Build the consensus sequences:

[39]:
consensus, dropped = alignparse.consensus.simple_mutconsensus(
    aligned_df.query("retained"),
    group_cols=("library", "barcode"),
    mutation_col="gene_mutations",
)

Note how we get back two data frames. The consensus data frame simply gives the consensus sequences:

[40]:
consensus.head()
[40]:
library barcode gene_mutations variant_call_support
0 lib-1 AAAGTCTGACCGAAAAAA C154A G509C T510A C823G T824G G825T del763to763 1
1 lib-1 AACACGTTATAGATGTAG A52C T53C T54C C85A C87G T277G T278A C296A G297C 3
2 lib-1 AGACCGGGCGGGGCCTAT A526G G694A G715C A937G C939G 4
3 lib-1 AGAGAGATATTAAAAAAA C22A A23C G24C G34A C35G G36A G400C G402C A631... 1
4 lib-1 ATCTCCTCTCCAAGCCGT G326C C327A 1

In addition to the mutations in the consensus, it also gives the variant_call_support, which is the number of CCSs supporting the consensus call. When the call support is one, then we expect the accuracy to be equal to the empirical ones we computed above (either with or without indels depending on whether we exclude consensus sequences with indels). When the variant call support is greater than one, the accuracy will be higher as there are more CCSs supporting the consensus call.

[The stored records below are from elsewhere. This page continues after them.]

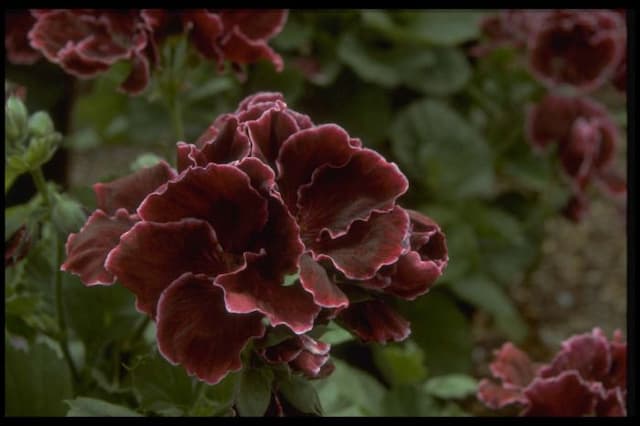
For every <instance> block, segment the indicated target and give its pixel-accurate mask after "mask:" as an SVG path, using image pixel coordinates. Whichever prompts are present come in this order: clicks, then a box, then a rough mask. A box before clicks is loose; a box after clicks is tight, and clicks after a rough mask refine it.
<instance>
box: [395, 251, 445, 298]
mask: <svg viewBox="0 0 640 426" xmlns="http://www.w3.org/2000/svg"><path fill="white" fill-rule="evenodd" d="M440 275H442V270H441V268H440V267H439V266H438V265H436V263H435V262H434V261H432V260H422V259H421V258H420V255H419V254H418V253H417V252H415V251H410V252H409V253H407V254H405V255H402V256H400V258H399V259H398V262H397V263H396V270H395V274H394V275H393V276H392V277H391V284H390V285H389V286H387V287H385V288H384V290H383V291H384V292H385V293H389V294H393V295H395V296H398V297H402V298H403V299H407V300H414V299H415V298H416V297H418V296H421V295H423V294H425V293H426V292H427V291H429V289H430V288H431V286H432V285H433V284H434V283H435V281H436V280H437V279H438V277H439V276H440Z"/></svg>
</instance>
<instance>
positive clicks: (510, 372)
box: [478, 328, 627, 417]
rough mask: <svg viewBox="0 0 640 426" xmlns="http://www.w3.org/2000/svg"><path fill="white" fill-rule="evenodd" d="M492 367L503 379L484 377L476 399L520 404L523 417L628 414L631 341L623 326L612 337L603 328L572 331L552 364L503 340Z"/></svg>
mask: <svg viewBox="0 0 640 426" xmlns="http://www.w3.org/2000/svg"><path fill="white" fill-rule="evenodd" d="M490 369H491V373H492V374H493V376H494V377H495V378H496V379H499V381H500V382H501V383H500V384H498V383H495V382H494V381H491V380H488V379H483V380H482V381H481V382H480V384H479V386H478V399H479V400H480V401H482V402H483V403H484V404H485V405H487V406H488V407H490V408H492V409H499V408H502V407H505V406H507V405H511V404H517V405H519V406H524V408H523V410H522V412H521V415H523V416H584V415H595V416H607V417H610V416H625V415H626V408H625V407H626V404H625V398H626V393H627V380H626V374H627V344H626V342H624V341H623V338H622V333H620V331H616V332H615V333H614V336H613V339H612V340H611V341H609V340H608V339H607V337H606V336H605V335H604V333H603V332H602V330H600V329H599V328H595V329H594V330H593V331H592V332H591V334H589V333H585V334H582V335H577V336H573V337H571V338H570V339H568V340H566V341H564V342H563V343H562V348H561V350H560V352H559V353H558V354H557V355H556V356H555V358H554V359H553V360H552V361H551V362H550V363H549V364H538V363H534V362H532V361H531V360H530V359H529V357H528V356H527V354H526V353H524V352H522V351H520V350H519V349H518V348H516V347H515V346H513V344H511V343H505V344H504V345H503V346H502V348H500V350H498V351H496V359H495V361H494V362H493V363H492V364H491V365H490Z"/></svg>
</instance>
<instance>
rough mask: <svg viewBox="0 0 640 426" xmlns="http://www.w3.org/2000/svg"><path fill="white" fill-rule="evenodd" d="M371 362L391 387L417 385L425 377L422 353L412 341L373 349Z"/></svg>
mask: <svg viewBox="0 0 640 426" xmlns="http://www.w3.org/2000/svg"><path fill="white" fill-rule="evenodd" d="M373 360H374V362H375V363H376V367H378V369H379V370H380V372H381V373H382V375H383V376H384V378H385V379H386V380H387V382H388V383H389V384H391V386H400V385H410V384H414V383H419V382H421V381H422V380H424V379H425V377H427V369H426V368H425V366H424V353H423V351H422V349H420V347H419V346H418V345H416V344H415V343H414V342H413V341H412V340H406V341H405V342H403V343H402V344H395V345H386V346H379V345H376V346H374V347H373Z"/></svg>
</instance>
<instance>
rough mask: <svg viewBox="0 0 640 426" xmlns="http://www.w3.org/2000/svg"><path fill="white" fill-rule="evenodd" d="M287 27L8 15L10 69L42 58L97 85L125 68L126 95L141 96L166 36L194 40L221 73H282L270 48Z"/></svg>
mask: <svg viewBox="0 0 640 426" xmlns="http://www.w3.org/2000/svg"><path fill="white" fill-rule="evenodd" d="M286 19H287V12H286V11H284V10H217V11H216V10H209V9H188V10H184V11H178V10H176V11H166V10H160V9H129V10H106V9H46V10H45V9H34V10H31V11H29V12H27V11H13V12H11V11H10V12H9V13H7V14H5V24H6V27H7V29H6V31H5V47H6V49H7V58H8V59H9V61H11V62H13V63H17V64H30V63H33V62H35V61H36V60H37V59H38V58H39V57H40V55H43V56H44V57H45V58H47V59H48V60H49V61H51V62H53V63H56V64H59V65H60V66H61V67H62V68H63V69H64V70H65V71H66V72H68V73H69V74H72V75H74V76H76V77H79V78H91V77H95V76H96V75H97V74H99V73H102V72H104V71H106V70H107V69H109V68H110V67H111V66H112V65H113V64H115V63H116V62H118V61H121V60H128V61H129V62H130V63H131V71H130V73H129V76H128V77H127V79H126V80H125V81H124V82H123V83H122V85H121V89H122V90H124V91H126V92H128V93H131V94H137V93H140V92H142V91H143V90H144V89H145V88H146V86H147V84H148V82H149V75H150V70H151V68H152V67H153V66H156V65H158V58H159V55H158V44H159V43H160V42H161V41H162V40H164V39H165V38H166V37H167V36H168V35H171V34H175V33H182V32H188V33H189V37H190V40H191V41H192V42H193V44H194V46H195V47H196V49H197V50H198V51H199V52H200V53H201V54H202V55H203V56H204V57H206V58H207V59H214V60H216V61H217V62H218V64H220V65H222V64H223V63H224V61H225V60H229V61H231V62H232V63H233V64H248V63H252V62H255V61H257V60H259V59H267V60H269V61H271V62H272V63H273V64H274V65H275V67H276V69H278V70H281V69H282V59H281V58H280V56H279V55H277V54H276V53H275V52H274V51H273V50H272V49H271V48H270V47H269V46H268V45H267V41H268V40H269V39H270V38H271V37H273V36H274V35H276V34H278V33H279V32H280V31H281V30H282V27H283V26H284V23H285V22H286Z"/></svg>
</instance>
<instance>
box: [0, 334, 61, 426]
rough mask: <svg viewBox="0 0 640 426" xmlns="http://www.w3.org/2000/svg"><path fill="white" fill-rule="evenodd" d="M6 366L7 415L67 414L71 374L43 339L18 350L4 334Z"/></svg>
mask: <svg viewBox="0 0 640 426" xmlns="http://www.w3.org/2000/svg"><path fill="white" fill-rule="evenodd" d="M4 366H5V367H4V371H5V382H4V389H5V415H6V416H64V414H65V413H66V411H67V409H66V407H65V405H64V403H63V400H65V399H68V398H72V387H71V376H70V373H69V369H68V367H67V364H66V363H65V362H64V361H63V360H62V358H61V357H59V356H58V355H57V354H56V352H55V351H54V350H53V349H51V348H50V347H49V346H48V345H47V344H45V343H42V342H37V343H34V344H32V345H30V347H29V349H28V350H27V351H25V350H23V349H18V348H15V347H14V346H13V344H12V343H11V342H10V341H9V340H8V339H7V338H6V335H5V364H4Z"/></svg>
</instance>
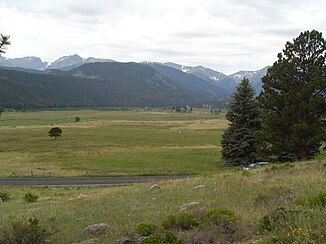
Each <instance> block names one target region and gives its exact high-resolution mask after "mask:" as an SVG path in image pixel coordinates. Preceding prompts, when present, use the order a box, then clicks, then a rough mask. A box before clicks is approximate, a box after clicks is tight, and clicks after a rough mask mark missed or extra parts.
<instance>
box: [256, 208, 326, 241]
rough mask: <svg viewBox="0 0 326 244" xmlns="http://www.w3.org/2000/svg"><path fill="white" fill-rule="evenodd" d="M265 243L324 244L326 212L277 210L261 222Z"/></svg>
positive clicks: (288, 209)
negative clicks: (264, 238)
mask: <svg viewBox="0 0 326 244" xmlns="http://www.w3.org/2000/svg"><path fill="white" fill-rule="evenodd" d="M261 228H262V229H264V230H265V231H266V232H265V234H266V236H267V238H266V243H289V244H290V243H326V235H325V231H326V212H325V211H323V210H321V209H307V210H292V209H284V208H279V209H276V210H274V211H272V212H271V213H270V214H269V215H266V216H265V217H264V218H263V219H262V221H261Z"/></svg>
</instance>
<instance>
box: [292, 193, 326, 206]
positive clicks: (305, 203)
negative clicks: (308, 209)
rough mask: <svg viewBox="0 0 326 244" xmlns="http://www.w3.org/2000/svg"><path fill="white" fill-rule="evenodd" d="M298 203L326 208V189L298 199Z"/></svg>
mask: <svg viewBox="0 0 326 244" xmlns="http://www.w3.org/2000/svg"><path fill="white" fill-rule="evenodd" d="M296 203H297V205H301V206H307V207H310V208H326V191H322V192H320V193H319V194H317V195H316V196H313V197H306V198H303V199H299V200H297V201H296Z"/></svg>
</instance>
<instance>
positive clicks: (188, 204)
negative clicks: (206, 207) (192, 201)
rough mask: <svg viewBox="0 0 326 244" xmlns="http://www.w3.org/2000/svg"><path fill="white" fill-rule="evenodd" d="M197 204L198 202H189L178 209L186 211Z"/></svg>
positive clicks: (196, 204) (197, 204) (180, 206)
mask: <svg viewBox="0 0 326 244" xmlns="http://www.w3.org/2000/svg"><path fill="white" fill-rule="evenodd" d="M198 204H199V202H189V203H186V204H183V205H182V206H180V209H181V210H182V211H187V210H189V209H192V208H193V207H194V206H197V205H198Z"/></svg>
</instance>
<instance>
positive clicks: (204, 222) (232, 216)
mask: <svg viewBox="0 0 326 244" xmlns="http://www.w3.org/2000/svg"><path fill="white" fill-rule="evenodd" d="M200 220H201V223H202V224H210V223H214V224H217V225H219V224H221V223H225V222H231V223H235V222H236V220H237V218H236V216H235V213H234V212H233V211H232V210H230V209H227V208H214V209H211V210H208V211H207V212H206V213H204V214H203V216H202V217H201V219H200Z"/></svg>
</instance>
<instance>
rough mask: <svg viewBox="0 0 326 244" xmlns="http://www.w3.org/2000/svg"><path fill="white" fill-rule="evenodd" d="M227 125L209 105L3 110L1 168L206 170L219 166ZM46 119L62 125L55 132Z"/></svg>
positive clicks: (119, 170)
mask: <svg viewBox="0 0 326 244" xmlns="http://www.w3.org/2000/svg"><path fill="white" fill-rule="evenodd" d="M76 117H79V118H80V121H79V122H75V118H76ZM227 125H228V122H227V121H226V120H225V119H224V115H223V114H221V115H212V114H211V113H210V111H209V110H196V111H194V112H192V113H167V112H160V111H158V110H154V111H144V110H141V111H100V110H67V111H60V110H59V111H38V112H4V113H3V114H2V117H1V118H0V132H1V144H0V152H1V153H0V176H1V177H7V176H10V175H16V176H30V175H31V174H33V176H42V177H43V176H54V177H56V176H57V177H59V176H64V177H65V176H86V175H91V176H121V175H170V174H171V175H176V174H212V173H214V172H217V171H218V170H219V169H220V168H223V167H224V165H223V163H222V161H221V155H220V150H221V148H220V145H219V142H220V138H221V135H222V133H223V130H224V129H225V128H226V127H227ZM52 127H60V128H61V129H62V136H61V137H58V138H57V139H56V140H55V139H54V138H51V137H49V136H48V131H49V130H50V129H51V128H52Z"/></svg>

It is often useful to get the mutations in consensus that are just substitutions, and also denote which sequences have indels. That can be done as follows:

[41]:
consensus = alignparse.consensus.add_mut_info_cols(
    consensus,
    mutation_col="gene_mutations",
    sub_str_col="substitutions",
    n_indel_col="number_of_indels",
    overwrite_cols=True,
)

consensus.head()
[41]:
library barcode gene_mutations variant_call_support substitutions number_of_indels
0 lib-1 AAAGTCTGACCGAAAAAA C154A G509C T510A C823G T824G G825T del763to763 1 C154A G509C T510A C823G T824G G825T 1
1 lib-1 AACACGTTATAGATGTAG A52C T53C T54C C85A C87G T277G T278A C296A G297C 3 A52C T53C T54C C85A C87G T277G T278A C296A G297C 0
2 lib-1 AGACCGGGCGGGGCCTAT A526G G694A G715C A937G C939G 4 A526G G694A G715C A937G C939G 0
3 lib-1 AGAGAGATATTAAAAAAA C22A A23C G24C G34A C35G G36A G400C G402C A631... 1 C22A A23C G24C G34A C35G G36A G400C G402C A631... 0
4 lib-1 ATCTCCTCTCCAAGCCGT G326C C327A 1 G326C C327A 0

If you filter the data frame above for just those barcodes with no indels, you can then pass the data frame directly into a dms_variants.codonvarianttable.CodonVariantTable for further analysis.

You can also look at what happened to the barcodes for which we could not build consensus sequences by looking at the dropped data frame:

[42]:
dropped
[42]:
library barcode drop_reason nseqs
0 lib-1 CTATACCCAAATTAATAA subs diff too large 2
1 lib-1 CTGATTTGGCTTTATTTT subs diff too large 2
2 lib-2 CTGATATACGTACGCAAC subs diff too large 3
3 lib-2 TACCCTGCCTCGCCGAAC subs diff too large 2

Or to summarize the drop reasons:

[43]:
(dropped.groupby("drop_reason").size().rename("number_barcodes").reset_index())
[43]:
drop_reason number_barcodes
0 subs diff too large 4

We see that only a few barcodes were dropped, and that in all cases the reason was that the differences in number of substitutions among CCSs within the barcode was too large.